Quand à Abdoul Karim Saïdou, enseignant de droit et sciences politiques, il a d’abord indiqué que le monopole de l’Etat sur la question de justice n’est plus une réalité. Les groupes d’auto-défense Koglweogo ont retiré à l’Etat ce monopole sur la justice entre les citoyens ; mais pas seulement. Il y a également le monopole sur la sécurité et même la diplomatie qui ne sont plus du ressort exclusif de l’Etat.
Pour lui, les offres en matière de réconciliation nationale sont de deux ordres. L’offre minimaliste qui limite le besoin de réconciliation nationale entre les acteurs politiques et l’offre maximaliste qui élargit ce besoin de réconciliation aux autres entités de la société burkinabè. Il précise que c’est cette dernière option qui a été choisie par le gouvernement. Six grands chantiers de réconciliation nationale ont été définis par le gouvernement burkinabè pour son prochain forum sur la réconciliation nationale. Selon le politologue, la justice ne doit pas être oubliée dans le processus de réconciliation nationale. Les efforts doivent d’ailleurs être consentis pour réconcilier cette justice avec les populations et lui permettre de jouer le rôle qui est le sied dans la réconciliation nationale et le développement du pays.

Abdoulaye Barro, docteur en philosophie, et Fati Balima, enseignante chercheuse en sciens politiques à l’université Thomas Sankara ont quant à eux exposé sur le thème « Démocratie, cohésion sociale et réconciliation nationale : Rôle des femmes et des jeunes. » Pour le premier, les femmes et les jeunes ont un rôle central à jouer dans le processus de réconciliation nationale. Cependant, ils n’arrivent pas à cerner et à prendre conscience de leur rôle dans le processus de développement du pays de façon générale. Il a appelé à un éveil des consciences et un engagement de plus en plus ferme des jeunes et des femmes dans le processus démocratique au Burkina Faso. Abdoulaye Barro interpelle également les acteurs politiques à une meilleure refonte de la politique pour mieux préserver l’idéal démocratique.
Dans sa communication, Fati Balima s’est insurgée contre ce qu’elle a appelé l’essentialisation de la question féminine et juvénile. Pour elle, traiter de façon isolée la question des jeunes et des femmes ne jouent pas en leur faveur. Cela constitue un écart dans un Etat démocratique qui se fonde sur trois valeurs fondamentales que sont l’égalité de droit entre tous les citoyens, la séparation des pouvoirs et la pluralité politique. Elle plaide par ailleurs pour une révision de cette approche sectaire pour un meilleur développement du pays. En ce sens, elle estime que dans le processus de réconciliation nationale au Burkina Faso, il ne s’agit pas d’interroger la qualité de la participation des jeunes et des femmes, mais plutôt d’évoquer la participation des Burkinabè dans ce processus. Et sur cette base, elle estime que la participation des Burkinabè à la réconciliation nationale soit se faire sans réserve.

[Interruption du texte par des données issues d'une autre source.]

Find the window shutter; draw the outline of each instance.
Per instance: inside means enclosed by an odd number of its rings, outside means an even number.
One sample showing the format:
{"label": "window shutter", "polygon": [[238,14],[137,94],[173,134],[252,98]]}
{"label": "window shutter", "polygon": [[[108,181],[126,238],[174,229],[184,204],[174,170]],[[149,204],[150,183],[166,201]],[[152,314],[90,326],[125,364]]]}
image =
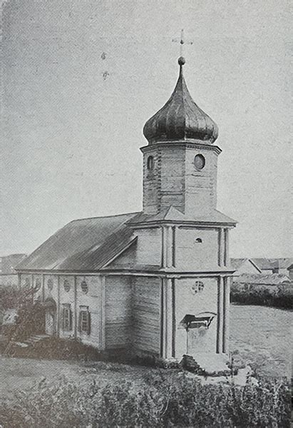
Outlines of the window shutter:
{"label": "window shutter", "polygon": [[91,335],[91,312],[88,312],[88,331],[86,332],[88,335]]}
{"label": "window shutter", "polygon": [[72,310],[69,309],[69,330],[72,330]]}
{"label": "window shutter", "polygon": [[78,332],[81,332],[81,312],[78,313]]}

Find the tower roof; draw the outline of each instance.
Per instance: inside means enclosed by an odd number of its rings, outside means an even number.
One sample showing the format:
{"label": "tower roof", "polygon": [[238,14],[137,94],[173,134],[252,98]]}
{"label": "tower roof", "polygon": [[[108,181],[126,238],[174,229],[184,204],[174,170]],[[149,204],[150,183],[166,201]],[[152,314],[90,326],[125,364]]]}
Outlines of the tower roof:
{"label": "tower roof", "polygon": [[180,72],[176,86],[167,103],[146,122],[143,135],[152,144],[158,141],[217,139],[217,124],[194,102],[183,77],[185,60],[178,59]]}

A l’issue des différentes communications, modérées par le Pr Albert Ouédraogo, parole a été donnée aux participants pour leur intervention. Des interventions démocratiques, avec des avis partagés sur l’approche de la réconciliation nationale.
Cette conférence publique du Centre pour la gouvernance démocratique (CGD) se tenait dans le cadre de la Journée internationale de la démocratie.